DevOps

Outage report: 14-Jan–2019

Justin Kilpatrick

15 Jan 2019 • 3 min read

Starting at 8pm Pacific time yesterday through 3am Pacific time today Althea’s exit servers were down.

This is our first major (longer than a 15 minute) outage since June of 2018. The technical issue exposed is pretty minor, the real feedback here is about a series of failures in our incident recovery procedure.

Primary Causes:

Incorrect configuration of per process file descriptor limits on the exits
Recovery failure of some client devices

Failures in incident response procedure:

Lack of validation of on call procedure
Lack of secondary emergency recovery contacts
Incorrect configuration of the service autorecovery on the exits

If any one of these issues had been resolved beforehand this would have been limited to a minor outage.

Primary Causes

Incorrect configuration of per process file descriptor limits on the exits

Getting into the actual technical issue at the root of this. Exit servers forward connections from clients in the Althea network.

Each of these connections takes up what’s called a ‘file descriptor’. While the system wide number of file descriptors had been properly tuned to prevent issues the per-process limit of file descriptors was limited to the default 4096.

Following a momentary networking issue, either within the Clatskine test network or on the larger internet there was a rush of traffic and requests to the Rita exit process on the exit.

Since Rita exit must claim a file descriptor for each connection it has it exceeded 4096 during this period and crashed.

Jan 14 22:55:39 localhost.localdomain rita_exit[26857]: [2019–01–15T03:55:39Z INFO rita_exit::rita_common::network_endpoints] Got Payment from Some(“[fddf:bb15:dd3e:ebf4:2524:550:bb38:50c2]:56648”) for 6360000000 with txid None
Jan 14 22:55:39 localhost.localdomain rita_exit[26857]: thread ‘main’ panicked at ‘called `Result::unwrap()` on an `Err` value: Os { code: 24, kind: Other, message: “No file descriptors available” }’, src/libcore/result.rs:1009:5
Jan 14 22:55:39 localhost.localdomain rita_exit[26857]: note: Run with `RUST_BACKTRACE=1` environment variable to display a backtrace.
Jan 14 22:55:39 localhost.localdomain rita_exit[26857]: Panic in Arbiter thread, shutting down system.
Jan 14 22:55:40 localhost.localdomain systemd[1]: rita-exit.service: main process exited, code=exited, status=101/n/a

As a major network service with potentially hundreds of clients Rita exit should have both been configured to deal with this many connections and have code to prevent too many connections from occurring at the same time in the first place.

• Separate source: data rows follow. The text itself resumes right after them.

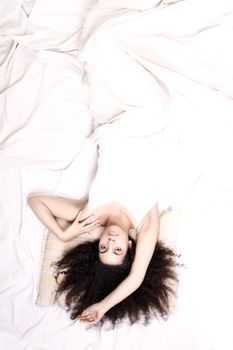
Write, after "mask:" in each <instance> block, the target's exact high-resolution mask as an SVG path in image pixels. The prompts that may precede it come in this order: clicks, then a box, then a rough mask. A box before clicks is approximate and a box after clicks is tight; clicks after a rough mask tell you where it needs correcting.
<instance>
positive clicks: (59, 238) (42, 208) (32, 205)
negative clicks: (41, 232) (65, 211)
mask: <svg viewBox="0 0 233 350" xmlns="http://www.w3.org/2000/svg"><path fill="white" fill-rule="evenodd" d="M28 204H29V206H30V207H31V209H32V210H33V211H34V213H35V215H36V216H37V218H38V219H39V220H40V221H41V222H42V224H44V225H45V226H46V227H47V228H48V229H49V231H51V232H53V233H54V234H55V235H56V236H57V237H58V238H59V239H61V240H63V239H64V230H63V229H62V228H61V226H60V225H59V224H58V222H57V220H56V219H55V217H54V216H53V214H52V212H51V211H50V209H49V208H48V207H47V206H46V205H45V204H44V203H43V202H41V201H38V200H35V199H34V198H29V199H28Z"/></svg>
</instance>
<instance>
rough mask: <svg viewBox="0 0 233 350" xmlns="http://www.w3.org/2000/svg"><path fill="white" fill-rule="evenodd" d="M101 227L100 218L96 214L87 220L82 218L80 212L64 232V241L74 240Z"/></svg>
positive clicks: (81, 216) (63, 238) (90, 215)
mask: <svg viewBox="0 0 233 350" xmlns="http://www.w3.org/2000/svg"><path fill="white" fill-rule="evenodd" d="M98 226H100V218H99V217H98V216H96V215H95V214H91V215H89V216H88V217H86V218H84V219H83V218H82V212H81V211H80V212H79V213H78V215H77V216H76V218H75V220H74V221H73V222H72V224H71V225H70V226H69V227H68V228H67V229H66V230H65V231H64V232H63V240H64V241H67V240H70V239H73V238H75V237H77V236H79V235H81V234H83V233H86V232H89V231H91V230H93V229H95V228H96V227H98Z"/></svg>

That being said if the incident response team was on point this would have been a 5 second fix to avoid downtime.

service rita-exit restart

Recovery failure of some client devices

The Clatskine gateway was also taken down by this incident and failed to automatically recover itself.

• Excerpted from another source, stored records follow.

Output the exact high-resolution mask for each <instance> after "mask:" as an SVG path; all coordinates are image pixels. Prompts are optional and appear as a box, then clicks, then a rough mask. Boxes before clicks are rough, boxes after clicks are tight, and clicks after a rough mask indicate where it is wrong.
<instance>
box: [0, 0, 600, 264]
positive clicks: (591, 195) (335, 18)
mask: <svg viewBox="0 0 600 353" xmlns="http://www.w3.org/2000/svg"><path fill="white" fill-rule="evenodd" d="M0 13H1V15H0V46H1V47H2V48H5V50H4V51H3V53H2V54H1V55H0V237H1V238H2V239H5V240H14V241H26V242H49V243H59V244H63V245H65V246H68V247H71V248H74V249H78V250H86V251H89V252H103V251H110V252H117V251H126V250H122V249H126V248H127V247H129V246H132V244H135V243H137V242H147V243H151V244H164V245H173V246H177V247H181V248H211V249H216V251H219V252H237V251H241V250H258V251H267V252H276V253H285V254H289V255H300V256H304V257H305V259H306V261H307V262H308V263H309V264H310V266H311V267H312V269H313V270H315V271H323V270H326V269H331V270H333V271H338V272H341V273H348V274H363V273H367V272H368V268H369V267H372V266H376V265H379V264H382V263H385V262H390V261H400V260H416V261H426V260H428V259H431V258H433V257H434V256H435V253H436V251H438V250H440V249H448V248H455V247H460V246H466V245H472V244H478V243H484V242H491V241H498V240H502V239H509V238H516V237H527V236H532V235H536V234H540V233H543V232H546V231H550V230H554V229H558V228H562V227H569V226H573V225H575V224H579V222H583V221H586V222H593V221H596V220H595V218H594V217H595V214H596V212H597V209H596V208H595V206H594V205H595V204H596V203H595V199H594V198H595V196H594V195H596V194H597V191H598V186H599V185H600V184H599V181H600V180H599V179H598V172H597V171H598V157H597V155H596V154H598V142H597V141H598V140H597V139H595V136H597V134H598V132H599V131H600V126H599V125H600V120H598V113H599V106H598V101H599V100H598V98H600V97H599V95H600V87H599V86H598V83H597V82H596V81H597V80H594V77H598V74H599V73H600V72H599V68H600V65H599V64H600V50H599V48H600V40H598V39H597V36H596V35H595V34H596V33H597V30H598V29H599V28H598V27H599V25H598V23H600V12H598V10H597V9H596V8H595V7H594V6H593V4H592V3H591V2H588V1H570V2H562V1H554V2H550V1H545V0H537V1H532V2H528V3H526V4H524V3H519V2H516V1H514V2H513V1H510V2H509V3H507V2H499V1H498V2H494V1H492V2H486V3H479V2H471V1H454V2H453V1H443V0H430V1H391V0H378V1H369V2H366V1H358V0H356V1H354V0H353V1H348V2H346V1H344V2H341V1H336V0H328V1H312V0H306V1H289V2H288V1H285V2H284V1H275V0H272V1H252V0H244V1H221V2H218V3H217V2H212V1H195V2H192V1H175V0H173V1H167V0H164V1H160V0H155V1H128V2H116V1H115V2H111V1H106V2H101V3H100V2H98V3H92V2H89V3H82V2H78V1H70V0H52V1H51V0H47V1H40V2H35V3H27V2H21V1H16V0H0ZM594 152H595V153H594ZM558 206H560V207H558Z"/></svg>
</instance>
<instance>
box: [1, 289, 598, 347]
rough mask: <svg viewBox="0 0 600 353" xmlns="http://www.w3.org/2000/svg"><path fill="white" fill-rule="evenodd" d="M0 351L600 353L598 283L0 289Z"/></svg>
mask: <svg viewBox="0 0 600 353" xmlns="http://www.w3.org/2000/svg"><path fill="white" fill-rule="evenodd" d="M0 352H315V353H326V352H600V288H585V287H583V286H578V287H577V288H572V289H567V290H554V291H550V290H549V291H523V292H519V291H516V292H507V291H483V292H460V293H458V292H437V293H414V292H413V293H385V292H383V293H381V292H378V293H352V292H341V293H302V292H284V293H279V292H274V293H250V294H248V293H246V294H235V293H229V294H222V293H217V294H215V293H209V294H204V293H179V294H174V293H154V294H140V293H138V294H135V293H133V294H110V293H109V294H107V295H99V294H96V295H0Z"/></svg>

This can be attributed to the watchdog script checking only the liveness of Rita and not if Babel actually has any routes.

It will be revised to more carefully check that Babel is functioning correctly and not simply limping along in a zombie state.

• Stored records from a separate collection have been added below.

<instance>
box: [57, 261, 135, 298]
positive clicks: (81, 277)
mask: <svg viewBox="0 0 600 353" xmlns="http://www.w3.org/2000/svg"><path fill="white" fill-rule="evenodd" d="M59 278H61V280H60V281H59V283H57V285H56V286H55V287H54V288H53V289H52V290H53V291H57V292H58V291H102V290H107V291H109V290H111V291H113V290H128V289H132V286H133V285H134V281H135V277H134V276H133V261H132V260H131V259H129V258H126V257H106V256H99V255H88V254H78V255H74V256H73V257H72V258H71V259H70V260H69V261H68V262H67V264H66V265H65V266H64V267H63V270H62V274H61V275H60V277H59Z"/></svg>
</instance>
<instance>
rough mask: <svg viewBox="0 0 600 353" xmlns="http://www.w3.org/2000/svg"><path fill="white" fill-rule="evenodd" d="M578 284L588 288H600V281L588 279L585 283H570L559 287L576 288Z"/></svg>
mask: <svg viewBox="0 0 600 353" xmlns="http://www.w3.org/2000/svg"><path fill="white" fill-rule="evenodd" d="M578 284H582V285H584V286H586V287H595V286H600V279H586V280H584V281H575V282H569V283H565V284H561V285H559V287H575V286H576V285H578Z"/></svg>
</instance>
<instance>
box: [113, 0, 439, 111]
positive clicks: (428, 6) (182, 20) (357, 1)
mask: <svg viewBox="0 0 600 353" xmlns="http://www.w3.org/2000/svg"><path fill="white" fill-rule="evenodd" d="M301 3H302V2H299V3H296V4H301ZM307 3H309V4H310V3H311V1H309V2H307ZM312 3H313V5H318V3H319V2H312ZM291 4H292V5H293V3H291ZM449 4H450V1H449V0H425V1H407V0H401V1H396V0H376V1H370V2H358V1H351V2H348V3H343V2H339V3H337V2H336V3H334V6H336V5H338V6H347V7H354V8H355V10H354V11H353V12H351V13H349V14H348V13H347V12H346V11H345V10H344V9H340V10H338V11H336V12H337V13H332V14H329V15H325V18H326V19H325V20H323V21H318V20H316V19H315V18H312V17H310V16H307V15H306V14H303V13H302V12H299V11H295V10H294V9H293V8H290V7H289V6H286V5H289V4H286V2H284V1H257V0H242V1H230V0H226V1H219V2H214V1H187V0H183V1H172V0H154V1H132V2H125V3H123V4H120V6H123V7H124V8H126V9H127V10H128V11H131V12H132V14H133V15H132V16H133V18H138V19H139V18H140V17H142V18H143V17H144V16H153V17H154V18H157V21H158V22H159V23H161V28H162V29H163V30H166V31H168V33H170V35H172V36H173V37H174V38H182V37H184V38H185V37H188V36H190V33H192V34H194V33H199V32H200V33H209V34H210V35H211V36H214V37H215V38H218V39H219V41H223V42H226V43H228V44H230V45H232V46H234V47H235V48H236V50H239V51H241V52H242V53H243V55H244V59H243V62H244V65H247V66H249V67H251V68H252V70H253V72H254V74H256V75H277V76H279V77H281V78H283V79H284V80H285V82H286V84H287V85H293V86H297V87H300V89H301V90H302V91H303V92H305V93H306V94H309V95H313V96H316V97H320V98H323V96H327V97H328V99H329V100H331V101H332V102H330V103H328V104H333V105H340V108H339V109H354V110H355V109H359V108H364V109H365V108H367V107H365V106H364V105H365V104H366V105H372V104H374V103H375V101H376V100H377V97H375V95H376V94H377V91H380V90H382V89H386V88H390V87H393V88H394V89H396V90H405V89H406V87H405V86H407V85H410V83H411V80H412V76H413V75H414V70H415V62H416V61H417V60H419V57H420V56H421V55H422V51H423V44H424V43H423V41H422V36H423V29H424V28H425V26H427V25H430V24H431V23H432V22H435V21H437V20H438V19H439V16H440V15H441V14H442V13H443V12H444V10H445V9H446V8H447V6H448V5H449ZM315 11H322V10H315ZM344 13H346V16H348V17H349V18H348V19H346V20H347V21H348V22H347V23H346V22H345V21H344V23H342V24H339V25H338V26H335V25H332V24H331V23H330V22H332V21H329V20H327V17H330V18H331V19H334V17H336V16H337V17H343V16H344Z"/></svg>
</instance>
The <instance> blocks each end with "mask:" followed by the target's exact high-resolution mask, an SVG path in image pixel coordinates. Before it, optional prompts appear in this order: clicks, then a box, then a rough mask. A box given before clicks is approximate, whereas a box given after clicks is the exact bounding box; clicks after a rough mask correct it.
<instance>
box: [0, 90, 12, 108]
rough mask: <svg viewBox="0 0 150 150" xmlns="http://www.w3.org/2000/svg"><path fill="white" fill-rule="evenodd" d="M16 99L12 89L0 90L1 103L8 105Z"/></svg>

This was the most non-trivial failure for this incident, as it had to be recovered on site.

Remote access will be setup for the maintainer of the gateway to make this process easier in addition to better automated recovery.

Failures in incident response

Moving onto issues with the recovery response. Recovery for this incident should have ideally taken less than 15 minutes and as few as 5 minutes. Instead it took over 6 hours.

Lack of validation of on call procedure

Late last year the Android phone of the primary on call contact received an update to Android Oreo.

During this update the Do-No-Disturb feature had it’s behavior changed and configuration reset.

Instead of defaulting to a higher ringer volume for priority calls the call was allowed through but using the system ringer volume, resulting in a vibrating phone that did not wake the on call contact.

Lack of secondary emergency recovery contacts

Emergency recovery documentation was in place and accessible. But the technical personnel responding to the issue did not have ssh access to the primary exit server.

A ssh key was requested at install time, but not followed up on. Resulting in only two people having access to the production system at the time of the incident.

Of these two only one was on call and as previously described the on call procedure failed.

Incorrect configuration of the service autorecovery on the exits

Due to the transient nature of this issue simply restarting the Rita exit service on the exit would have sufficed for restoring the system to functionality.

Anyone with access to the system could have done this trivially. The service itself could have also been configured to attempt a reboot upon failure.

By adding these two lines to the service template the exit would have been automatically recovered.

All services are now back online, we hope to have all issues in this post mitigated by the end of this week.